ARMAĞAN TUNABOYLU / YILDIZ CİNAYETLERİ

POLİSİYE MASASI 4

Armağan Tunaboylu birçok polisiye yazarının gıpta edeceği, hatta kıskanacağı bir karakter yaratmış Yıldız Cinayetleri’nde. Kadın pazarlayıcısı Metin Çakır kitabın arka kapağında yazdığı gibi sevmeden edemeyeceğimiz bir karakter. 300 sayfa bile sürmeyen bir kitapta Metin Çakır pırıl pırıl parlıyor. Ancak yazarın en büyük başarısı aslında Metin Çakır’ı ve onun ait olduğu dünyayı anlatırken, sürdürdüğü o muzır ve eğlenceli anlatım tarzıyla başkarakterini kanlı canlı bir insana dönüştürmeyi başarırken bir yandan da aslında edebiyatın talep ettiği o atmosferi, aurayı yakalamış olması. Hikâye hem karakterini hem de dünyasının ve dilinin farklılığını bir arada aynı başarıyla çekip çeviriyor. Böylece en azından kendi okuduğum polisiye ya da suç edebiyatı örnekleri arasında benzerlerini çok görmediğim bir yere gelip yerleşmiş oluyor Yıldız Cinayetleri. Dünya polisiye edebiyatında bu tür hikâyeler kim bilir kaç kez anlatılmıştır. Türk polisiyesinde var mı bilmiyorum ama benim Yıldız Cinayetleri’nde gördüğüm tam anlamıyla tutmuş bir üslûp, bir karakter ve bir dünya oldu. Bu dünya hem çok eğlenceli, hem muzır, hem de şaşırtıcı. Kitabın sonundaki sözlük bile bu dil farklılığının, dünya farklılığının güzel bir kanıtı. Bu anlamda Armağan Tunaboylu bu dünyayı gerçekten kurabilmiş, kurgulayabilmiş, yaratabilmiş. Şimdi serinin diğer kitaplarını okumanın hayalini kurup heyecanlanmak gerek. Kim bilir ne heyecanlar var o kitaplarda! Hayal gücü, yazma kabiliyeti, anlatabilme mahareti! Türk polisiyesini Armağan Tunaboylu için bile sevmek gerek. Daha fazla Türk polisiyesi okudukça daha nitelikli, daha özgün, daha iyi yazarlar okumanın tadını anlatamam. Buna hakikaten seviniyorum. Yıldız Cinayetleri’ni önerir miyim peki? Önermem mi! MUTLAKA !!! 

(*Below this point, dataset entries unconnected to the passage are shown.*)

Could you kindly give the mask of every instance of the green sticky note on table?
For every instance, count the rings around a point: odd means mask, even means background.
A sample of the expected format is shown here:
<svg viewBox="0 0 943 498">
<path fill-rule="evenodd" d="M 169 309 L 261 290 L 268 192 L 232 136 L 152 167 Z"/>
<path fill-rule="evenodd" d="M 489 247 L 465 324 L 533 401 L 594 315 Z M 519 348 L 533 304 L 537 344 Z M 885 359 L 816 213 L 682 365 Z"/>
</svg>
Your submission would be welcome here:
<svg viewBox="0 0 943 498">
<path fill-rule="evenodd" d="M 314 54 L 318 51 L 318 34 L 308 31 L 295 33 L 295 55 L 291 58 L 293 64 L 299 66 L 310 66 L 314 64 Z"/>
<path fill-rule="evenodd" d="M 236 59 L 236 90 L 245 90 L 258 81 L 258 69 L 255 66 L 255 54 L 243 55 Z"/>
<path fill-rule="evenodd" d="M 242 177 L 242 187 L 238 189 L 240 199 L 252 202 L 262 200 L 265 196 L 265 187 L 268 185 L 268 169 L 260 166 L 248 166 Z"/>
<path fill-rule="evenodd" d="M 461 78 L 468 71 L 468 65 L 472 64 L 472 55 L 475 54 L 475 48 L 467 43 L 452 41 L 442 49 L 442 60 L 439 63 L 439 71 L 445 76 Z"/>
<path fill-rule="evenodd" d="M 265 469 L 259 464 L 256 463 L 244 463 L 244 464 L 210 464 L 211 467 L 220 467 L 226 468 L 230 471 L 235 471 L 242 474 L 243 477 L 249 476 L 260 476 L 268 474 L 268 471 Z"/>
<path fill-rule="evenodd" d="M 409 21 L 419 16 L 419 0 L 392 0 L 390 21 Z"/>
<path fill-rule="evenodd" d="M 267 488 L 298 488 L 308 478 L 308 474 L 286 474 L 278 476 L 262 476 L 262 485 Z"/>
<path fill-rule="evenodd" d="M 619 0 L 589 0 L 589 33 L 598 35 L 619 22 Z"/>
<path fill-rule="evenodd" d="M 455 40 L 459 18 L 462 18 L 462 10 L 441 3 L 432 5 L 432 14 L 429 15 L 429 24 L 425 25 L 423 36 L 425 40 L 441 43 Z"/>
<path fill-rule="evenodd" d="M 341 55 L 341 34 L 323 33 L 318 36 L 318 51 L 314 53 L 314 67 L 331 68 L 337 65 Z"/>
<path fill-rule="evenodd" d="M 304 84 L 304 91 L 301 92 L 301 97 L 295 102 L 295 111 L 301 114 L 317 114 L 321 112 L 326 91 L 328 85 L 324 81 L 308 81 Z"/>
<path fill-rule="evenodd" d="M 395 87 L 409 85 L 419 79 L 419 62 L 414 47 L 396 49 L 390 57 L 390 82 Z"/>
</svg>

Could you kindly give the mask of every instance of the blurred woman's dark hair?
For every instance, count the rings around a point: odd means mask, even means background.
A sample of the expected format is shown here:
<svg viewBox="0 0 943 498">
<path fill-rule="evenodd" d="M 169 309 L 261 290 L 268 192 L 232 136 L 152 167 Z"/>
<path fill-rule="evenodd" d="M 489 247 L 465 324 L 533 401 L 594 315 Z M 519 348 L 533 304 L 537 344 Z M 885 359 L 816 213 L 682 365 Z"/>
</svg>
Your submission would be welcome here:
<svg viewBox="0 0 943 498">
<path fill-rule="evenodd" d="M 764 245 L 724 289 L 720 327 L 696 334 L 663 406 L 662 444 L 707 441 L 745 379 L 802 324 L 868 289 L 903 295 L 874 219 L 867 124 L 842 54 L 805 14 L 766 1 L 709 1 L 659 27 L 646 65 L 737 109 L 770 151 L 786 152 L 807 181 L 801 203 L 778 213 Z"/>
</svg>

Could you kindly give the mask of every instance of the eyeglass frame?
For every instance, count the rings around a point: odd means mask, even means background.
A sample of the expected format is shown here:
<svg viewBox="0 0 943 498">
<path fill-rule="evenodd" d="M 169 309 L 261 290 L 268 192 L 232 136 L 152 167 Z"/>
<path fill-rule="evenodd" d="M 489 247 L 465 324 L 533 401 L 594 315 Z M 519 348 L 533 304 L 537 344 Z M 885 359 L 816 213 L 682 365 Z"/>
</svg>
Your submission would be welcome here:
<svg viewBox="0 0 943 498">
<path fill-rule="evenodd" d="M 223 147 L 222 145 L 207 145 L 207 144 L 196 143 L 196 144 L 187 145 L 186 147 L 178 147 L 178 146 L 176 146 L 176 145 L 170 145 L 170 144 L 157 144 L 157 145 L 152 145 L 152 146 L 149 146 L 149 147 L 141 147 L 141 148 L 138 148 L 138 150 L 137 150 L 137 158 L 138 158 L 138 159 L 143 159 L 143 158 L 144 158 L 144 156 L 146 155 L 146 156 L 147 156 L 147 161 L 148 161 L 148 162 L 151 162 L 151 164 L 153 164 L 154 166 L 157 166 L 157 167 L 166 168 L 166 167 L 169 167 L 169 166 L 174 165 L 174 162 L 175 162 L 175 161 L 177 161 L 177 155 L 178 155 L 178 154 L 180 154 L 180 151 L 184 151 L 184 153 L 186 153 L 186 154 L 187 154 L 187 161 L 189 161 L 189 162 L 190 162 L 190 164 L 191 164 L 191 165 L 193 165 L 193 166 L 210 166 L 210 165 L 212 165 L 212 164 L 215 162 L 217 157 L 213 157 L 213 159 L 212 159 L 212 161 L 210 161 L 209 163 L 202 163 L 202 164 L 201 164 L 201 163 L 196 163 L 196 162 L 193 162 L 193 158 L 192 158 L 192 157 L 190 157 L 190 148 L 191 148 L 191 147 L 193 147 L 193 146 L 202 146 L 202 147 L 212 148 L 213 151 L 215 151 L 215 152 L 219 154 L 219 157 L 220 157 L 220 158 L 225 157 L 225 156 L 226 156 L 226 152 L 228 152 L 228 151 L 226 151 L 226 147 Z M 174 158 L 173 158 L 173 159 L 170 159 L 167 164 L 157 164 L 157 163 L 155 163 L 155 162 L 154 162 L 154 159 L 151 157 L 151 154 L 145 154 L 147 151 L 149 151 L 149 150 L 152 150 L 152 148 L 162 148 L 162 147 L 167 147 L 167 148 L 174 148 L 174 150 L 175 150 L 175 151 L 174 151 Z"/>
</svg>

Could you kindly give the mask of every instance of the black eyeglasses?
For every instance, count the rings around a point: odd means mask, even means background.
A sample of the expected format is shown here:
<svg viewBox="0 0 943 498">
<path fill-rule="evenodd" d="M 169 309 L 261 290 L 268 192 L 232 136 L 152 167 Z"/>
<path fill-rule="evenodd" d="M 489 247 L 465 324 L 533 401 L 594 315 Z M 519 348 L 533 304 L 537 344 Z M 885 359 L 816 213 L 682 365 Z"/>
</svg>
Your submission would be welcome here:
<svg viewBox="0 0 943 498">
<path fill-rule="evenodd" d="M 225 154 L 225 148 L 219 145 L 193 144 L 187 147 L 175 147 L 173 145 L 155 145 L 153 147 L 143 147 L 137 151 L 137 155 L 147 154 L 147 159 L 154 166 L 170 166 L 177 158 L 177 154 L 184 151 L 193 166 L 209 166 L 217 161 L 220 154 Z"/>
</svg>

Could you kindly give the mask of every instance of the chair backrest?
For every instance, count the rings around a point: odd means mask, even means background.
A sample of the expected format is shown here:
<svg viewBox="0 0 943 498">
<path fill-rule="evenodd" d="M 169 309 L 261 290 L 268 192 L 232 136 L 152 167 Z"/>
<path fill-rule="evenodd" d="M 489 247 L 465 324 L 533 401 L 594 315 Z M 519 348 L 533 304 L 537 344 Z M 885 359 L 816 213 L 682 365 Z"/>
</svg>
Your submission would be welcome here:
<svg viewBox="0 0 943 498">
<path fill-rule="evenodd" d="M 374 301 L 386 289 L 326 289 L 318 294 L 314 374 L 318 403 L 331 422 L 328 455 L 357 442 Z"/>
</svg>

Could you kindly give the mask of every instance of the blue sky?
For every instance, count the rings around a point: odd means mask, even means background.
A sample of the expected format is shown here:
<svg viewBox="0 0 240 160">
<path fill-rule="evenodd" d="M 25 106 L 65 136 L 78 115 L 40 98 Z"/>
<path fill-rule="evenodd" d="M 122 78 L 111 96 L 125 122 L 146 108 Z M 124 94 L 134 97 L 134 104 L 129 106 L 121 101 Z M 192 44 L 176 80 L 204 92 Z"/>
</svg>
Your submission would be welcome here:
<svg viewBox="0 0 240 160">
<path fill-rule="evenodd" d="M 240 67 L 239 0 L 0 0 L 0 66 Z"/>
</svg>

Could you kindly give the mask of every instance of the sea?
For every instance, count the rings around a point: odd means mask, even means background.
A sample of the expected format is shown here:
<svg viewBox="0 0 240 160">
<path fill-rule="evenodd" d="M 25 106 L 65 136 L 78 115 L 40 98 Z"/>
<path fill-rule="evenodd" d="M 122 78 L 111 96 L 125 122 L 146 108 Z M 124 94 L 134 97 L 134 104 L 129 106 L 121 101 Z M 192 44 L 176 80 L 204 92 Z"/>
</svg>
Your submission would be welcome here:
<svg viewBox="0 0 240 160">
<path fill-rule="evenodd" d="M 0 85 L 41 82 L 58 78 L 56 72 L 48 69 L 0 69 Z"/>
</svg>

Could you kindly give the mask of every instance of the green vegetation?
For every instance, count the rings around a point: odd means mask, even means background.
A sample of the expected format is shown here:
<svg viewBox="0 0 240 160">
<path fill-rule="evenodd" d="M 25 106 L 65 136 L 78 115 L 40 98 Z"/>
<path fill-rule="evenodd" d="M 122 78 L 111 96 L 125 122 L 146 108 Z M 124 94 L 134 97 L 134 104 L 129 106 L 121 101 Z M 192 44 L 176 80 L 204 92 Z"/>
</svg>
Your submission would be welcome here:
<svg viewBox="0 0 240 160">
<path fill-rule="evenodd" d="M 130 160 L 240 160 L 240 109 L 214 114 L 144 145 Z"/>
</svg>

BİR CİNAYET ROMANI / PINAR KÜR

POLİSİYE MASASI 5

Polisiyenin edebiyat olup olmadığı sorusu çoktan cevaplanmış durumda. Nitelikli, özgün, iyi diyebileceğimiz özellikler taşıyan bütün kurgular bir şekilde edebiyatın, ama nitelikli edebiyatın çemberine dahil. Polisiye romanlar ülkemizde sayısı giderek artan bir şekilde yazılıyor artık. Nitelikli olup olmadığını anlamak için zamana ve edebiyata ihtiyacımız var.

Pınar Kür’ün gerçek bir polisiye olmayan bu kitabı 30 seneden fazla bir zaman öncesine ait. Kitap polisiye değil, yazarın söyleyişiyle ‘bir cinayet romanı’. Cinayet işlemekle ilgili bir roman. Kolay bir okuma olmadığını söylemem gerek.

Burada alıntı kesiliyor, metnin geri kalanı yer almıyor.